Down in Washington, the politicians' rule of thumb holds that Ted Kennedy's political ambitions at any given time can be gauged by his waistline. When he's not campaigning, the rule says, Kennedy lets himself go to flab; but when he's running for something, he thins for battle.
So much for rules of thumb.
As he hosted two sprawling lawn parties at his family's elegant seaside settlement here this weekend, Sen. Edward M. Kennedy (D-Mass.) was in fullest form, one might say, with the results of an epicurean summer clearly evident on his husky frame.
But he was also clearly running for something--for reelection to the Senate next year and for president in 1984. That was the point of the weekend of political partying at the Kennedy compound.
On Saturday, reviving a tradition he has followed every year or so since he entered the Senate in 1963, he hosted about 200 Massachusetts reporters, the people who will cover the Senate race here next year.
But this year, for the first time, invitations to the media party also went to a number of national reporters, the people who will cover the next presidential campaign.
The national press corps, uncertain about the news value of the outing but as eager as anyone to spend a weekend on Cape Cod at their employers' expense, came in droves.

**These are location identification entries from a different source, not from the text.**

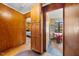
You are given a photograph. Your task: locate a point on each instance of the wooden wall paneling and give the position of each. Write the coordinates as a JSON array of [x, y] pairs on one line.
[[71, 29], [48, 8], [12, 28], [37, 28]]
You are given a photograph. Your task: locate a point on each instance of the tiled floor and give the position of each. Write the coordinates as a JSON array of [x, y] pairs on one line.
[[25, 50]]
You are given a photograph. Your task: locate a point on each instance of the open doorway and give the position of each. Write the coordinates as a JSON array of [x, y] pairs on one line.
[[54, 32], [28, 33]]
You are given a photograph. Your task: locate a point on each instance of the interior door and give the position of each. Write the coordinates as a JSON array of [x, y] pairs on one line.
[[71, 29], [37, 28]]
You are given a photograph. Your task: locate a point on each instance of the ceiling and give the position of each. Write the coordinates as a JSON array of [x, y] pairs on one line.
[[22, 7]]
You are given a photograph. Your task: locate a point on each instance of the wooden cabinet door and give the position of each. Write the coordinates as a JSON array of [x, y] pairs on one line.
[[36, 39]]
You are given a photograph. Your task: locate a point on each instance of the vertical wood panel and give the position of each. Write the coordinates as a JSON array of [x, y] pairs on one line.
[[12, 28], [71, 29], [37, 29]]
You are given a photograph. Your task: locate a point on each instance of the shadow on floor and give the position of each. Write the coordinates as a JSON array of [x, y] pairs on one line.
[[28, 53]]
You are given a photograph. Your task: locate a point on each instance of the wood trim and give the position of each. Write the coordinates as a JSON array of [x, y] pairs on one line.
[[48, 8]]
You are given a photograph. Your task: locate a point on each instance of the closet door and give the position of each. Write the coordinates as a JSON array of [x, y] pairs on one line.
[[37, 38]]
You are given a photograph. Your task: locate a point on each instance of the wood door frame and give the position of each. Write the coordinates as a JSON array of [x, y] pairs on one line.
[[50, 7]]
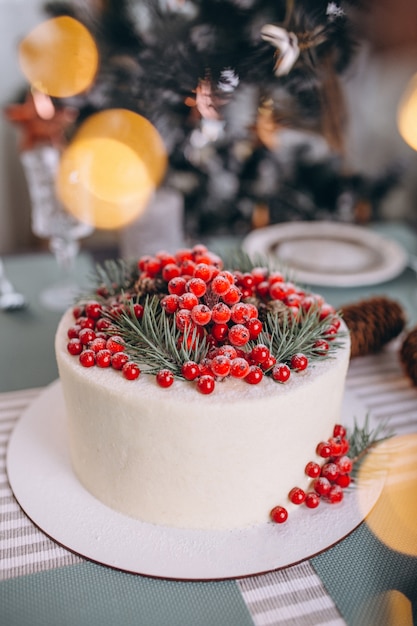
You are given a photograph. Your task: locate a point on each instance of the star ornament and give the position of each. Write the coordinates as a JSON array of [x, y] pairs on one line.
[[40, 121]]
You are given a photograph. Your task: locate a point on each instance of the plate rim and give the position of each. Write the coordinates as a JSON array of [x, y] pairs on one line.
[[174, 554], [394, 255]]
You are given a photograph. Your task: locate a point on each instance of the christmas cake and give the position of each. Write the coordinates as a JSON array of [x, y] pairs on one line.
[[204, 397]]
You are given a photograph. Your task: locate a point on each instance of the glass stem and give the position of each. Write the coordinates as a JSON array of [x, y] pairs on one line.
[[65, 252]]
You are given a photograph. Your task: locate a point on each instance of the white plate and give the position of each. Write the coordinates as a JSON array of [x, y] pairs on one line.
[[43, 482], [329, 253]]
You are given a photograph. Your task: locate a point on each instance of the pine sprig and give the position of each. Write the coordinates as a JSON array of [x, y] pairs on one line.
[[155, 341], [363, 438], [286, 337]]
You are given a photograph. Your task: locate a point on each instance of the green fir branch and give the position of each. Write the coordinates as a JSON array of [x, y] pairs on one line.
[[363, 438], [286, 336], [155, 341]]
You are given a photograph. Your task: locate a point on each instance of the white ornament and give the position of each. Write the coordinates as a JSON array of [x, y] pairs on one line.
[[286, 45]]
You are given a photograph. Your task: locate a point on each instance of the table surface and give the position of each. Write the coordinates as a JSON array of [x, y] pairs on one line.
[[364, 579]]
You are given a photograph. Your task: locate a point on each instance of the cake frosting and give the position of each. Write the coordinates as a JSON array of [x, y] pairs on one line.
[[176, 457]]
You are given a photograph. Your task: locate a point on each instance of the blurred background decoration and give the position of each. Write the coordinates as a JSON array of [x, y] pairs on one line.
[[268, 111]]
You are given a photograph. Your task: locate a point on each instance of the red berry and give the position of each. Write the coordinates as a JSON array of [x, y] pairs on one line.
[[201, 314], [343, 480], [103, 324], [312, 469], [203, 271], [130, 370], [183, 254], [74, 346], [269, 363], [177, 286], [258, 274], [255, 327], [86, 336], [312, 500], [335, 494], [254, 376], [232, 296], [220, 313], [262, 289], [345, 464], [297, 495], [73, 331], [99, 343], [190, 370], [78, 311], [336, 446], [118, 359], [187, 268], [339, 431], [197, 286], [247, 280], [325, 310], [220, 331], [88, 358], [227, 350], [324, 449], [279, 515], [238, 335], [188, 301], [115, 344], [276, 291], [330, 471], [153, 266], [259, 353], [322, 486], [206, 384], [220, 285], [281, 372], [170, 270], [165, 378], [183, 319], [220, 365], [298, 362], [240, 313], [165, 258], [239, 367], [93, 309], [103, 358]]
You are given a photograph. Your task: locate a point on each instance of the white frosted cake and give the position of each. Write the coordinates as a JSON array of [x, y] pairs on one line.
[[222, 450]]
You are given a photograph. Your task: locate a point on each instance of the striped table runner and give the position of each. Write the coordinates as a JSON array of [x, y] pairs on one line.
[[295, 595]]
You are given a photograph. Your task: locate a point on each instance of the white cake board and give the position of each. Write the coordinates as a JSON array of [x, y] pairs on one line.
[[46, 488]]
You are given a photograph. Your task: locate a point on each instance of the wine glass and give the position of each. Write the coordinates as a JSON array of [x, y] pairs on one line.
[[50, 220]]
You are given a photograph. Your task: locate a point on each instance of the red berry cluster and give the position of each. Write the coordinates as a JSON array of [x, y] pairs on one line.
[[92, 338], [328, 480], [206, 303]]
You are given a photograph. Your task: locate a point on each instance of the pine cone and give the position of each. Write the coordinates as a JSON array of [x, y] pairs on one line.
[[408, 355], [373, 323]]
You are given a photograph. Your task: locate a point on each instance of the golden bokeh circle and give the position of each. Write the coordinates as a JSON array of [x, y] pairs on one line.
[[407, 114], [111, 168], [394, 518], [59, 57]]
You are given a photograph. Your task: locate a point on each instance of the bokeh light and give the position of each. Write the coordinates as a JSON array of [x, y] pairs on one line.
[[111, 168], [394, 518], [407, 114], [59, 57]]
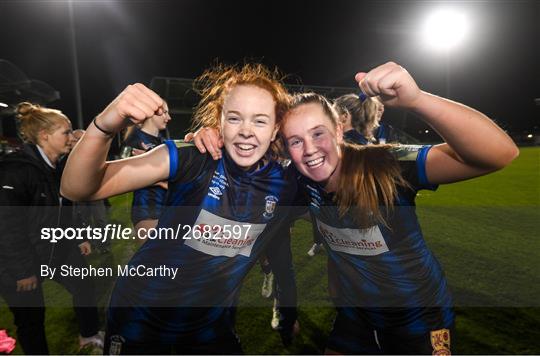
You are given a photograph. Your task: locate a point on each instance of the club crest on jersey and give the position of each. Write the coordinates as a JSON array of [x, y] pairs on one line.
[[116, 345], [270, 206], [215, 192], [440, 340]]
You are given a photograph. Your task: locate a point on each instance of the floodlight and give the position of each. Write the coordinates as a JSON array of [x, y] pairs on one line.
[[444, 29]]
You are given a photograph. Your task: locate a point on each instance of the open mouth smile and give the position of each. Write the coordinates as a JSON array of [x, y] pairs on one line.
[[315, 163], [245, 148]]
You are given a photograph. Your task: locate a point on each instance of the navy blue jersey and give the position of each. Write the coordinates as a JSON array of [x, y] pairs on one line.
[[210, 201], [147, 202], [384, 267]]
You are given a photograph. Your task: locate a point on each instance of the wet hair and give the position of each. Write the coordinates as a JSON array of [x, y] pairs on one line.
[[369, 175], [364, 117], [34, 118], [216, 83]]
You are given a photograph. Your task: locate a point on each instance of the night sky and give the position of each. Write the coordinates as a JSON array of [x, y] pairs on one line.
[[496, 69]]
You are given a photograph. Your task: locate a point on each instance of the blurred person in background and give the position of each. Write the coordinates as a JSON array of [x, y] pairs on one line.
[[29, 201]]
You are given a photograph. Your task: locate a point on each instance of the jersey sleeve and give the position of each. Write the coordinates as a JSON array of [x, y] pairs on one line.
[[412, 159]]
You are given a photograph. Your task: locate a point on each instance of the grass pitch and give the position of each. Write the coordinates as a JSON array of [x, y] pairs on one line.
[[484, 232]]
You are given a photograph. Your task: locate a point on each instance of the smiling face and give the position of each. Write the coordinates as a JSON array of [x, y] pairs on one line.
[[248, 124], [313, 143]]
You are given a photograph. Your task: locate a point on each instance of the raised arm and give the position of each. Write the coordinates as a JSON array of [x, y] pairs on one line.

The New York Times sent three reporters, as did Time and Newsweek magazines. Other journals represented included The Washington Post, the Los Angeles Times, the Chicago Tribune, the Detroit News and the London Observer.
The ground rules stipulated that there were to be no television cameras, which meant no story for the networks. But this did not prevent the TV news operations from responding to the event with their usual abandon.

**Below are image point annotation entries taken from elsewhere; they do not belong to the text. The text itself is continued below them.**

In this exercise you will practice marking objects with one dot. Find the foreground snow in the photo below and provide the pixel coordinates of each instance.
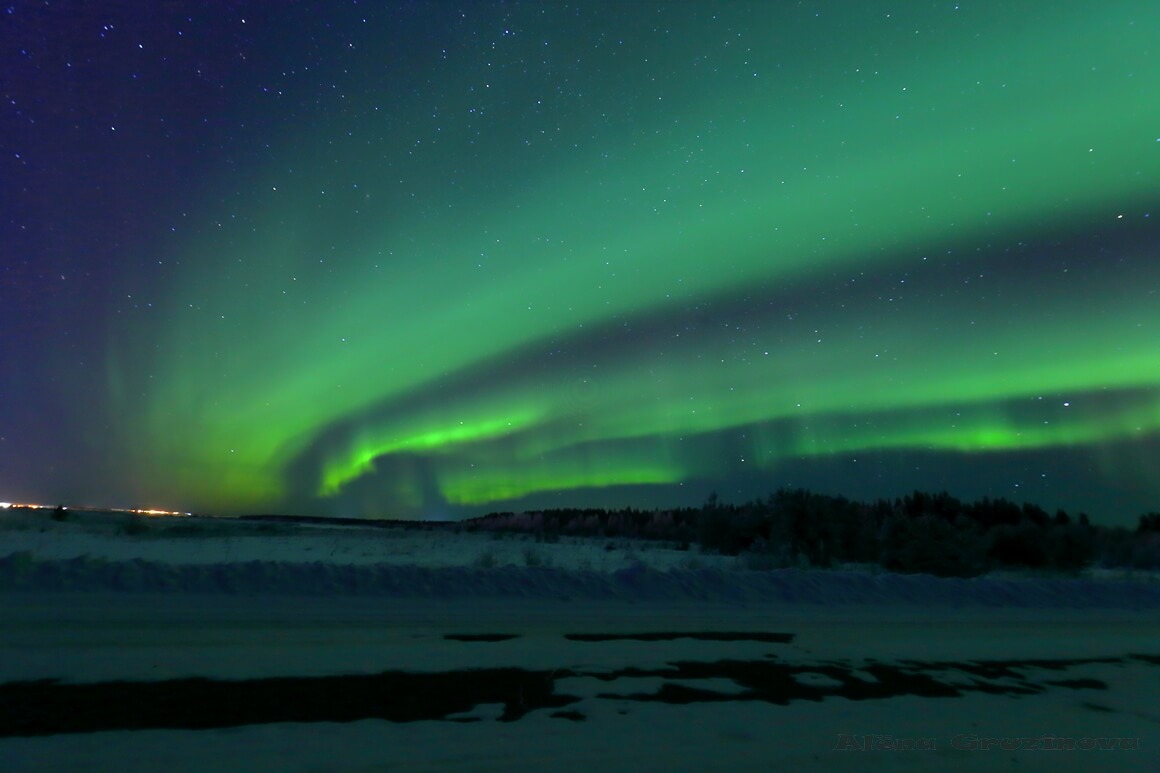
(803, 667)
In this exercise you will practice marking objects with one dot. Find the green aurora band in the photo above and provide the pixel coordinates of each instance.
(761, 257)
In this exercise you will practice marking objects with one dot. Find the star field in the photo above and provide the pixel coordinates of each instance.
(429, 260)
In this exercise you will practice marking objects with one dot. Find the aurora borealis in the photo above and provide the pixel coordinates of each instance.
(432, 259)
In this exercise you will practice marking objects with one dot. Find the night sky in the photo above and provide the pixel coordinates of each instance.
(436, 259)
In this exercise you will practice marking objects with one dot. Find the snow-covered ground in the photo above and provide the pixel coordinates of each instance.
(573, 655)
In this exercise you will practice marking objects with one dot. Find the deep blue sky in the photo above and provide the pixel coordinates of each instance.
(428, 259)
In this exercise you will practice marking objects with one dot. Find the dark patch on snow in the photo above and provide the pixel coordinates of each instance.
(480, 637)
(50, 707)
(667, 636)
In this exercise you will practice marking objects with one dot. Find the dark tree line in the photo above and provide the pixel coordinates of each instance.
(936, 534)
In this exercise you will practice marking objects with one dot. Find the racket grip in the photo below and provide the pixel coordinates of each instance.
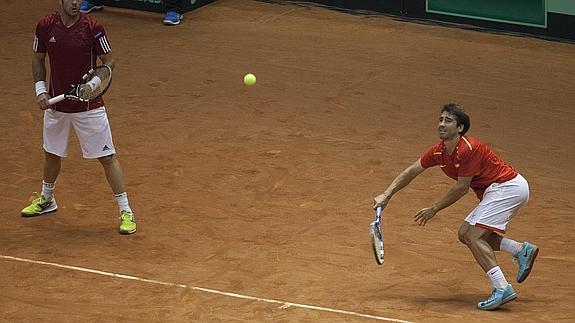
(378, 210)
(56, 99)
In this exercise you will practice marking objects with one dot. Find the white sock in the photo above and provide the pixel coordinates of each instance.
(510, 246)
(123, 204)
(497, 278)
(48, 190)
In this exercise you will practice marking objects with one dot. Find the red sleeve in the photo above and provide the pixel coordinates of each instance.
(428, 158)
(101, 43)
(39, 45)
(470, 162)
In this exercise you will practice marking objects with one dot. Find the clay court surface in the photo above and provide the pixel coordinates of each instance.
(265, 191)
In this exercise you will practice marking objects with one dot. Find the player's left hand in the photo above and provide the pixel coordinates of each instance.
(425, 215)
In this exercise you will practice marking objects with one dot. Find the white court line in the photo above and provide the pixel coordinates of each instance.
(284, 304)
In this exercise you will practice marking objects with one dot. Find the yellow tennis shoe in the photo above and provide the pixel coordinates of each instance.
(127, 222)
(39, 206)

CBS and NBC both sent half a dozen people to cover the non-story. First prize in the media extravagance sweepstakes, though, went to ABC, which dispatched a chartered jet and two long, black limousines to ferry anchorman Frank Reynolds and assorted other personnel to the Saturday afternoon affair.
Yesterday, an even larger crowd gathered, this one made up of veteran Kennedy campaign workers. Again, the party-goers were mostly from Massachusetts, but again the guest list was national in scope.

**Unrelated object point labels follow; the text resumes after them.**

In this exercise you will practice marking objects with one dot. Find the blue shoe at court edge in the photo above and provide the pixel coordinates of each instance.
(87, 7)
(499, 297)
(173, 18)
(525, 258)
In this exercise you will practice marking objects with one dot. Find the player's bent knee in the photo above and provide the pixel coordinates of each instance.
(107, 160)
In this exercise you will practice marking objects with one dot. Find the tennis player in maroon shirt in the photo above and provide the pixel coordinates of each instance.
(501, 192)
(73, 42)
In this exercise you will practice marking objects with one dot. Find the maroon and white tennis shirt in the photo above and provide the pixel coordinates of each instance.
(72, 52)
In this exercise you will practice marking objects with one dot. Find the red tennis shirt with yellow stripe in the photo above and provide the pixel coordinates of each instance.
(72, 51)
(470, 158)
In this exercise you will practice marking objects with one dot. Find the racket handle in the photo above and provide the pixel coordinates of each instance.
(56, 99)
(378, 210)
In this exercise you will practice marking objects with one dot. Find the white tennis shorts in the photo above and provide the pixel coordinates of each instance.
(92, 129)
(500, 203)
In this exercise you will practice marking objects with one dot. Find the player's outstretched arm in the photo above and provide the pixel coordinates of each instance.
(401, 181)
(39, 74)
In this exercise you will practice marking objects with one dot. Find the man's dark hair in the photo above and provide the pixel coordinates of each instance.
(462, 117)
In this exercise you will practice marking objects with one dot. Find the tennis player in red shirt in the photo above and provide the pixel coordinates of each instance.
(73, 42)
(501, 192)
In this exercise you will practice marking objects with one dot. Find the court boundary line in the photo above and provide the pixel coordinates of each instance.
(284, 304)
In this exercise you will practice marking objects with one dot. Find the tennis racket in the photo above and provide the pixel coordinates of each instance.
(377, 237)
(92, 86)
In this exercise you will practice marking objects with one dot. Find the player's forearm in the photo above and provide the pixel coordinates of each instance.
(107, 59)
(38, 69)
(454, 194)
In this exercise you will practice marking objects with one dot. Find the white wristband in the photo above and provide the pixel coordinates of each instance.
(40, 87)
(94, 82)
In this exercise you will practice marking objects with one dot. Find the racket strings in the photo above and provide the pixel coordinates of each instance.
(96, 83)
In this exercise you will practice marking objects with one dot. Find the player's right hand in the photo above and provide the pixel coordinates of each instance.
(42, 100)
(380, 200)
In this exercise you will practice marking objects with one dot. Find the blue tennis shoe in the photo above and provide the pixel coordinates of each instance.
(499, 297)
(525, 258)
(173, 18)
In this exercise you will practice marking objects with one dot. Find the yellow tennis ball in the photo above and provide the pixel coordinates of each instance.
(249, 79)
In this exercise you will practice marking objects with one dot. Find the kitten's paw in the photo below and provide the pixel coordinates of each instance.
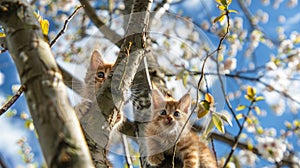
(155, 160)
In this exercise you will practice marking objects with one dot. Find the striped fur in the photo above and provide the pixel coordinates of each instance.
(93, 81)
(167, 122)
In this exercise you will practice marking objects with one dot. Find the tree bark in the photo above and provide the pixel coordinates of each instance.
(59, 132)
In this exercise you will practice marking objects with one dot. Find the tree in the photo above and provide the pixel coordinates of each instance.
(144, 41)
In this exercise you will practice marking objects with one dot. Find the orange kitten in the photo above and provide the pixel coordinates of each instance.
(168, 119)
(98, 70)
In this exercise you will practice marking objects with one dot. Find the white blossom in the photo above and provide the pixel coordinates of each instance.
(247, 158)
(1, 78)
(272, 149)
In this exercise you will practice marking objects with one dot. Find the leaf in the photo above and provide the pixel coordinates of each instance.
(221, 7)
(250, 145)
(260, 130)
(202, 111)
(205, 104)
(259, 98)
(240, 116)
(2, 34)
(29, 124)
(232, 11)
(11, 113)
(218, 123)
(248, 97)
(224, 118)
(224, 2)
(240, 107)
(251, 91)
(209, 98)
(257, 109)
(45, 26)
(185, 78)
(219, 18)
(209, 127)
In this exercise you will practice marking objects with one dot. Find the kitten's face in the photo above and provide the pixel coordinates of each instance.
(169, 113)
(98, 70)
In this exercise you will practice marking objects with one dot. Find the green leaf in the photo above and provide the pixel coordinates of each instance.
(202, 111)
(11, 113)
(257, 109)
(2, 34)
(240, 116)
(224, 118)
(232, 11)
(251, 91)
(259, 98)
(185, 78)
(209, 98)
(218, 123)
(209, 127)
(219, 18)
(240, 107)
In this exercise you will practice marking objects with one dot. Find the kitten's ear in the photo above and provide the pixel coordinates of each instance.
(185, 103)
(157, 99)
(96, 60)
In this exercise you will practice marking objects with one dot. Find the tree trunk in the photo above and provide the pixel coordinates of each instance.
(56, 123)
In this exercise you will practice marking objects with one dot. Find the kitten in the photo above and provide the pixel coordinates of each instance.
(168, 119)
(98, 70)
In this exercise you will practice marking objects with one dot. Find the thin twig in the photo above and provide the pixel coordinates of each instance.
(218, 71)
(127, 152)
(237, 137)
(63, 30)
(2, 163)
(12, 100)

The Kennedy workers said that they had largely overcome their fears of a few months ago that next year's Senate campaign might be unusually difficult for their man. Since the Massachusetts Republicans do not seem to have found a formidable candidate, Kennedy is now a strong favorite to win again.
The politicians said they now believe that national right-wing campaigns aimed at Kennedy were designed more to raise money for the conservative groups than to make a difference in Massachusetts.
At neither party were the guests offered anything so crass as speeches or outright politicking. The means of persuasion this weekend were more indirect.
The politicians and the pundits enjoyed the camaraderie of their jolly, gracious host, who shook hands, slapped backs and posed for pictures by the hour. And they had the chance to experience briefly the enormously comfortable way of life that enormous wealth can command.
The party-goers played volleyball and, of course, touch football, on lush green lawns overlooking the soft blue sea. They embarked on handsome sailboats crewed by Ethel Kennedy and several younger members of the clan.
The guests lined up to tour the family homes. The most popular tour was through the home of the late John F. Kennedy, the very citadel of the Kennedy mystique. Neighbors serving as tour guides pointed out copies of the late president's books and other artifacts ("This is a painting Jackie did for Jack in 1960 . . . .") in tones suited for the guides at St. Peter's Basilica.
Alongside the splendor were reminders of the family's tragedy as well. The home of the senator's 91-year-old mother, Rose, was filled with pictures of the three sons she lost. In Ted Kennedy's home on Squaw Island, there was a gallery of happy family photos featuring Ted Kennedy's estranged wife, Joan.
And across the sea, somewhere beyond the horizon was the island where Ted Kennedy may have lost his chance to be president on a summer night 12 years ago.
But the weekend was no time for such unpleasant memories. Kennedy, in a purple polo shirt and non-designer jeans, was all quips and smiles.
For everyone he had a wink and a joke about looking ahead to future campaigns.
The senator also paraded the grounds with his mother, a frail but spirited sprite in a blue pantsuit and a big straw hat.
"How old am I? 91 or 92," she joked. "But I'll be out campaigning for you, dear."
At one point, the senator asked his mother if she wasn't getting tired of shaking hands and lining up for pictures. "It's all right, it's all right," she replied. "We have always lived with a crowd."